Paper long abstract:
The digitalisation of healthcare has allowed for the international outsourcing of imaging diagnostics depending on times zones and labour costs. I draw on research in teleradiology offices in Sydney and Bangalore, where outsourcing chains built upon the digital infrastructures of specialised information systems get entangled with new relations and dependencies within the workforce.
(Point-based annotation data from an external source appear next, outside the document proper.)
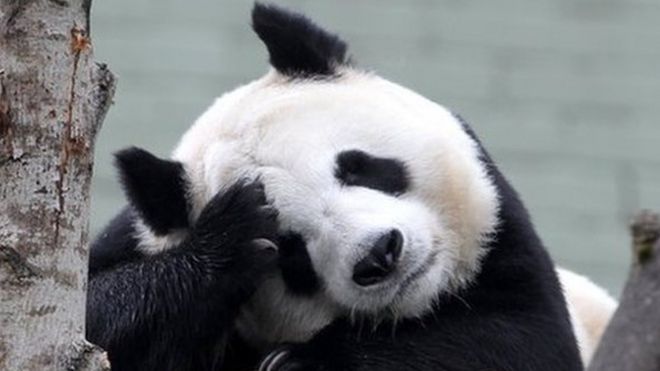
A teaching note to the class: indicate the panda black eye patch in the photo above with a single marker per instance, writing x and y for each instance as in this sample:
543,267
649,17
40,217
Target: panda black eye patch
358,168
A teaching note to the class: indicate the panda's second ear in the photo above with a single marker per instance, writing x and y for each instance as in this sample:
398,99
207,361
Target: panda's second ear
297,46
156,188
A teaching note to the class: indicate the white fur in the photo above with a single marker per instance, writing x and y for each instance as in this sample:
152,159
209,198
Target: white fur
288,135
590,307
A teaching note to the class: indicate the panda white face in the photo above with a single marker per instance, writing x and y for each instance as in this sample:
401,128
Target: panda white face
383,188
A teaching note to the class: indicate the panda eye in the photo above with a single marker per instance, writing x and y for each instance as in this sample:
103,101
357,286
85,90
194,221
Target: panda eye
358,168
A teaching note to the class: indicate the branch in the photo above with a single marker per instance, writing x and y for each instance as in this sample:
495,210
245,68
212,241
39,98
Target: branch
632,340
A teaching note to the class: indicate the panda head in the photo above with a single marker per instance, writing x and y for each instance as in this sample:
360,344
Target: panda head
383,200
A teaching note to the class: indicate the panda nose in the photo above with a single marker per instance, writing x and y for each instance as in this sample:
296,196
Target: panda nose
381,261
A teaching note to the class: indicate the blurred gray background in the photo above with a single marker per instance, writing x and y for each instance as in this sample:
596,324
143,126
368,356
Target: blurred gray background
564,93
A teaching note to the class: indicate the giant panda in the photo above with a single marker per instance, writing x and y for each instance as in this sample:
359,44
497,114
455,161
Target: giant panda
324,218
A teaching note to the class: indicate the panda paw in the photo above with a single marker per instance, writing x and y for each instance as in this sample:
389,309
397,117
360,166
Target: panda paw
286,358
238,226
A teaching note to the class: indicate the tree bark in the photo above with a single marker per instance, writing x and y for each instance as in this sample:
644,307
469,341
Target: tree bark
53,98
632,339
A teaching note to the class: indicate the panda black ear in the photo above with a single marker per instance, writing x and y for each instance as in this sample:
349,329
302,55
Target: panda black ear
155,187
297,47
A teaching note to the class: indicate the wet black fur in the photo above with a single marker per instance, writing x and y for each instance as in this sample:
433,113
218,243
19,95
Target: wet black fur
297,47
175,310
358,168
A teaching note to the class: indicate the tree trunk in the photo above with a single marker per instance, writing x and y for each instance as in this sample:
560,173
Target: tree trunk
632,339
53,98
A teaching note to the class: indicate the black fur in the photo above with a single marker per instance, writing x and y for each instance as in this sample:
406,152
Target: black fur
175,310
513,318
297,47
156,187
296,265
358,168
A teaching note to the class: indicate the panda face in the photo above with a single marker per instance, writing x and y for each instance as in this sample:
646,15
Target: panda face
383,188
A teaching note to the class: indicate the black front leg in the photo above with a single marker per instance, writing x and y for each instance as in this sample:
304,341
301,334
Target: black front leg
173,310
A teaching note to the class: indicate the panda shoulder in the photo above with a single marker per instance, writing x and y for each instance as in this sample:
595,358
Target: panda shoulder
117,243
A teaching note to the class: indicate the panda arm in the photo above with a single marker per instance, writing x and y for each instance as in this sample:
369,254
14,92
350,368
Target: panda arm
163,310
449,343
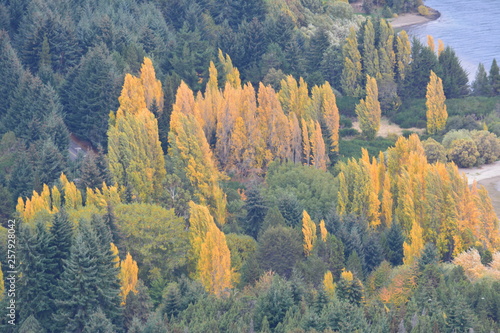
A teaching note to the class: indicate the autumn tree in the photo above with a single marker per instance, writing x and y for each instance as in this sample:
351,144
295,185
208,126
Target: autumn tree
328,284
309,232
135,155
192,158
325,107
368,110
214,265
436,107
128,276
370,54
403,55
413,249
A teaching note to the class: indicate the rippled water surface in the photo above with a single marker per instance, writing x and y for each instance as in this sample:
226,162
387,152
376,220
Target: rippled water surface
471,27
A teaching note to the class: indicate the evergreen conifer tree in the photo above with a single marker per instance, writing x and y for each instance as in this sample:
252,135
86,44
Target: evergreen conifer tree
368,110
256,209
436,107
61,240
481,85
494,78
455,79
38,280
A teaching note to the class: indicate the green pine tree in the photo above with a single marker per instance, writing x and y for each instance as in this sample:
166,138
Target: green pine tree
62,235
98,323
455,79
494,78
481,85
256,209
38,281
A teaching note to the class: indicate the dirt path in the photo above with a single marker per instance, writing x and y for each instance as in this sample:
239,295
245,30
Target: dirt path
388,128
405,20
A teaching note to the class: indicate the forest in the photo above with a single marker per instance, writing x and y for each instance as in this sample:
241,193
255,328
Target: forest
216,166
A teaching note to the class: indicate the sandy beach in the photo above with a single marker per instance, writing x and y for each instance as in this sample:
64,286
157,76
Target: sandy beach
405,20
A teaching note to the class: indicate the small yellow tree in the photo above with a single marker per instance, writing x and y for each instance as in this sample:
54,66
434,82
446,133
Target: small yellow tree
368,110
413,249
309,232
323,231
328,284
436,107
128,276
214,265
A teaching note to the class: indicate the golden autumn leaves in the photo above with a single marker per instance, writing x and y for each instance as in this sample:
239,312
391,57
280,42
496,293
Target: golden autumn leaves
432,202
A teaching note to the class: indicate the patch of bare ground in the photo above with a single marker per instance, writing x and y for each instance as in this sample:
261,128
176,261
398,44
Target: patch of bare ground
489,176
388,128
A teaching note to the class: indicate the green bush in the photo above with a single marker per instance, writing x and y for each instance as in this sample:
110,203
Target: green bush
464,153
434,151
347,106
352,148
348,132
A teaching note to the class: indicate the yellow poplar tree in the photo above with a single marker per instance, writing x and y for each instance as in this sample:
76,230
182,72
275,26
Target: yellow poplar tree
136,160
328,284
128,276
436,107
403,54
325,106
351,74
199,221
274,124
430,43
192,156
214,266
322,230
440,46
413,249
231,73
294,97
386,49
343,195
153,92
296,139
370,57
306,142
320,157
309,233
368,110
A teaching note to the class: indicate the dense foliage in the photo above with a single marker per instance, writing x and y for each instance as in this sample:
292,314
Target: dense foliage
191,166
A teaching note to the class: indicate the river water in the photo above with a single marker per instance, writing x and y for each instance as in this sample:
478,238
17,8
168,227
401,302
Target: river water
470,27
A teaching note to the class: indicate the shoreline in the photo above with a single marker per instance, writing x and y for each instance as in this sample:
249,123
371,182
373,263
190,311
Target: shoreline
409,19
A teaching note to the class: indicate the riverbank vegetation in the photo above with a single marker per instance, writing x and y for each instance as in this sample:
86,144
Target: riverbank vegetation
223,188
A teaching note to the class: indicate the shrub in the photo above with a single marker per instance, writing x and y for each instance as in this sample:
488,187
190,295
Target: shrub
455,135
488,146
423,10
345,122
462,122
348,132
434,151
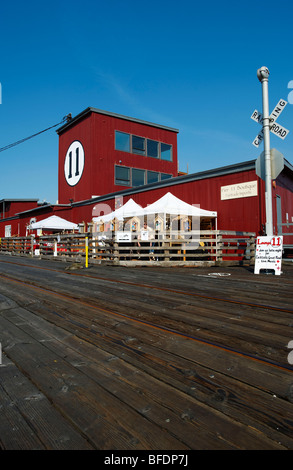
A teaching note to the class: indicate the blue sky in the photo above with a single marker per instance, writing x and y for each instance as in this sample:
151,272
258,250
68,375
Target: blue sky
189,65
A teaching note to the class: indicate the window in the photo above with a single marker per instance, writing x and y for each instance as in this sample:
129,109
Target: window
153,176
166,152
138,177
165,176
152,148
138,145
122,141
122,175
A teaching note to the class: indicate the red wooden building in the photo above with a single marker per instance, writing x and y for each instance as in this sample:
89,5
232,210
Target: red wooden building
103,156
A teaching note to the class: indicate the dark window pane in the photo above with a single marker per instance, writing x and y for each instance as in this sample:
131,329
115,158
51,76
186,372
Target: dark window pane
153,176
138,177
138,145
122,175
166,152
152,148
122,141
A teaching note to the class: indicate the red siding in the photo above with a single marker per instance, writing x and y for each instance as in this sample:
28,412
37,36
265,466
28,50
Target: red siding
96,132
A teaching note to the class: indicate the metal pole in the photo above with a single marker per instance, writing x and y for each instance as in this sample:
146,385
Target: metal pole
263,76
86,252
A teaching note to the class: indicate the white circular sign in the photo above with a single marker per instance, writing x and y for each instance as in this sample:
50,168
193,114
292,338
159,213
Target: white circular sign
74,163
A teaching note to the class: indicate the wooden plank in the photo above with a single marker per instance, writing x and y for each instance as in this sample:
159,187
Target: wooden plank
28,419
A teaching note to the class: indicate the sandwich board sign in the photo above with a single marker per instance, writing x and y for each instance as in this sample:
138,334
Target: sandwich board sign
268,254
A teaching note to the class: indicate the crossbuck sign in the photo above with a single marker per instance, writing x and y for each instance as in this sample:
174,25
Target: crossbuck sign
275,128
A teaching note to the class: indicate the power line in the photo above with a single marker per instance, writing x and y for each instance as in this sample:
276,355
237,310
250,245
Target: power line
66,118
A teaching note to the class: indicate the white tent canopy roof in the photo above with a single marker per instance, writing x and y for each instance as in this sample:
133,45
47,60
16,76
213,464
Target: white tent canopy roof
54,223
170,204
129,209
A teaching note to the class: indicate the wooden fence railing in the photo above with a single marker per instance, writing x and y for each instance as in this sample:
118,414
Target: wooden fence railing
214,246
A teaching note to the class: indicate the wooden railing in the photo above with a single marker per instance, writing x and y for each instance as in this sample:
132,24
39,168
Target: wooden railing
202,247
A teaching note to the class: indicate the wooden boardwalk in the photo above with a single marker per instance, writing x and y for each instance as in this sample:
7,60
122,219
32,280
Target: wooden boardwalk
114,358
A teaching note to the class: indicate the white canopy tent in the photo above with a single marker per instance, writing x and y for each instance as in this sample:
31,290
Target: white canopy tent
53,223
167,205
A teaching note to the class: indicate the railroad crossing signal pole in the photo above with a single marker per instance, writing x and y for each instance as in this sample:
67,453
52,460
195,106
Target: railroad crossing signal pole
263,76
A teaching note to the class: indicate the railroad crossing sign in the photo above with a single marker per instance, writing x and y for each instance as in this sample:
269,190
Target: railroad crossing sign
275,128
277,164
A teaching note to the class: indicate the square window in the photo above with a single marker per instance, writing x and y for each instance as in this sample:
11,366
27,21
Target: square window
152,148
122,141
166,152
122,175
165,176
138,145
138,177
153,176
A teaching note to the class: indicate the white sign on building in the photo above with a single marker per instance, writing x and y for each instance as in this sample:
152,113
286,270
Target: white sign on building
234,191
268,254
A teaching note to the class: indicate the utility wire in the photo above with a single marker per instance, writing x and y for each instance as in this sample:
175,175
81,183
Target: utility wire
66,118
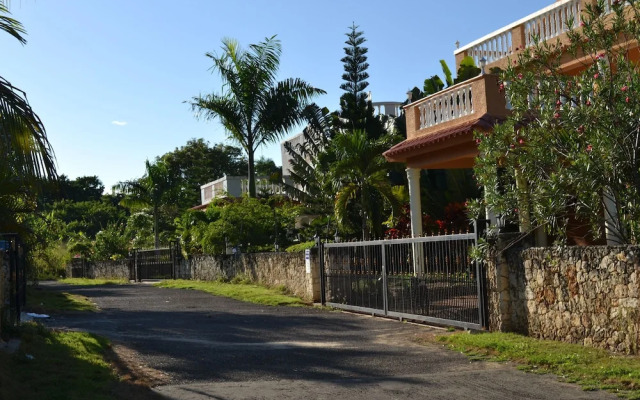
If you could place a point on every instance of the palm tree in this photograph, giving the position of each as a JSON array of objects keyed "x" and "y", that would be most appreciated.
[
  {"x": 360, "y": 174},
  {"x": 26, "y": 156},
  {"x": 254, "y": 108},
  {"x": 153, "y": 190}
]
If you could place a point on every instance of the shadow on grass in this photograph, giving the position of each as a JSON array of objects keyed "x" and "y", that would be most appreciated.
[{"x": 65, "y": 365}]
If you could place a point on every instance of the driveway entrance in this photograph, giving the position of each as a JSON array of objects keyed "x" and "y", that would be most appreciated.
[{"x": 209, "y": 347}]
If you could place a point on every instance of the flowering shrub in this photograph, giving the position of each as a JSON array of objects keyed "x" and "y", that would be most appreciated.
[{"x": 572, "y": 139}]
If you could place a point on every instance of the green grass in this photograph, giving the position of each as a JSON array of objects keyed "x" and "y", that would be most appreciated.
[
  {"x": 92, "y": 282},
  {"x": 60, "y": 365},
  {"x": 588, "y": 367},
  {"x": 44, "y": 301},
  {"x": 56, "y": 365},
  {"x": 240, "y": 291}
]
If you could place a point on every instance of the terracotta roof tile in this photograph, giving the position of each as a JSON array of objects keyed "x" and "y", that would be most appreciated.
[{"x": 485, "y": 122}]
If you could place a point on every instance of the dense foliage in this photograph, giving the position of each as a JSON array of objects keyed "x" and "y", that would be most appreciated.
[
  {"x": 569, "y": 153},
  {"x": 255, "y": 109}
]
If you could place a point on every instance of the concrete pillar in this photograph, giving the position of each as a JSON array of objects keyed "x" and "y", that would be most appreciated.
[
  {"x": 524, "y": 214},
  {"x": 413, "y": 176},
  {"x": 612, "y": 227}
]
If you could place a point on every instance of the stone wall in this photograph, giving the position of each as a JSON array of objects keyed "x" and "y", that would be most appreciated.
[
  {"x": 270, "y": 269},
  {"x": 587, "y": 295}
]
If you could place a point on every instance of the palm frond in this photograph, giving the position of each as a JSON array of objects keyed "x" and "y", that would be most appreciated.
[{"x": 10, "y": 25}]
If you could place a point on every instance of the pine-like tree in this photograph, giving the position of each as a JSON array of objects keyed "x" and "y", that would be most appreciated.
[{"x": 356, "y": 109}]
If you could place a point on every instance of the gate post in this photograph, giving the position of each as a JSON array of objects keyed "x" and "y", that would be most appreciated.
[
  {"x": 323, "y": 296},
  {"x": 385, "y": 289}
]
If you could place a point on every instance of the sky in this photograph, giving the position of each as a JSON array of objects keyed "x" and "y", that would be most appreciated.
[{"x": 111, "y": 79}]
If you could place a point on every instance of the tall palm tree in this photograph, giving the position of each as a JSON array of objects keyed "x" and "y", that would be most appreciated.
[
  {"x": 153, "y": 190},
  {"x": 26, "y": 156},
  {"x": 360, "y": 174},
  {"x": 254, "y": 107}
]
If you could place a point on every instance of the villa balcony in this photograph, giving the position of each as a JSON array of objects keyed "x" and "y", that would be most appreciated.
[
  {"x": 550, "y": 23},
  {"x": 440, "y": 127}
]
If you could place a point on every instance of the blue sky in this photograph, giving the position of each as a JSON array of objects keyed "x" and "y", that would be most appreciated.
[{"x": 109, "y": 78}]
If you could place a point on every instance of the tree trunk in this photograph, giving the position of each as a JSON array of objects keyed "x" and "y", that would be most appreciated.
[{"x": 251, "y": 174}]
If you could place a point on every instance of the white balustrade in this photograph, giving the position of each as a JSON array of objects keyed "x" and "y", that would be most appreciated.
[
  {"x": 553, "y": 22},
  {"x": 494, "y": 48},
  {"x": 545, "y": 24},
  {"x": 453, "y": 103}
]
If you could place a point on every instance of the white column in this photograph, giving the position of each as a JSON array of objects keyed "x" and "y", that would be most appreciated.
[{"x": 413, "y": 177}]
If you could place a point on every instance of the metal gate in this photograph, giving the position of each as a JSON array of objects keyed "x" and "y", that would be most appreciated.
[
  {"x": 430, "y": 279},
  {"x": 156, "y": 263},
  {"x": 13, "y": 277}
]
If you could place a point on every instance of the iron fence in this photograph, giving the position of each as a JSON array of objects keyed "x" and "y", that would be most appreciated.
[
  {"x": 156, "y": 263},
  {"x": 430, "y": 278},
  {"x": 14, "y": 277}
]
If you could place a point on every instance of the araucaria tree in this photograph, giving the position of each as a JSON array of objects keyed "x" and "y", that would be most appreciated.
[
  {"x": 570, "y": 151},
  {"x": 254, "y": 108},
  {"x": 356, "y": 110}
]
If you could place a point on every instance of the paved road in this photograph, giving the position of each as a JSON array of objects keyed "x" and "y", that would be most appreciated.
[{"x": 206, "y": 347}]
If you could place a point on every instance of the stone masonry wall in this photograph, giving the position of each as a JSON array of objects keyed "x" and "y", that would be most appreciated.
[
  {"x": 271, "y": 269},
  {"x": 587, "y": 295}
]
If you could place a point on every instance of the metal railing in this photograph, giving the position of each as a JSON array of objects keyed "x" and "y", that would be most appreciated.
[
  {"x": 430, "y": 279},
  {"x": 13, "y": 278}
]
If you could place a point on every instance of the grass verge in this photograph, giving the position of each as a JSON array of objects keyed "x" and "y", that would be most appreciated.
[
  {"x": 62, "y": 365},
  {"x": 590, "y": 368},
  {"x": 240, "y": 291},
  {"x": 44, "y": 301},
  {"x": 93, "y": 282}
]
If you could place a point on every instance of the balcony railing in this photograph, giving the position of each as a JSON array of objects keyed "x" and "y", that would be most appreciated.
[
  {"x": 459, "y": 104},
  {"x": 447, "y": 106},
  {"x": 548, "y": 23}
]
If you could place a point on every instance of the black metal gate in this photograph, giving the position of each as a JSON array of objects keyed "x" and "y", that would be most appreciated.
[
  {"x": 430, "y": 279},
  {"x": 14, "y": 285},
  {"x": 156, "y": 263}
]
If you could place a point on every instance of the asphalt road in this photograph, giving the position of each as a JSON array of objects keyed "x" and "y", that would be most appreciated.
[{"x": 199, "y": 346}]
Some of these relations (re)inforce hierarchies of international inequality by weaving together race and national qualification. As the US-certified radiologists are turned into a valuable resource for the companies, their productivity is maximised through a digitally organised workflow, as well as through practices of implicit emotional labour and care work performed by other workers in the companies. I focus on the care relations embedded in these hierarchies between the workers and analyse them in connection to the role of social reproduction in sustaining the operations of the digital and non-digital infrastructures for teleradiology. This opens the possibility of rethinking the notion of labour automation beyond the problem of control and through examining the field of (social) reproduction as a field of capitalist valorisation in a new paradigm of self-generation and expenditure.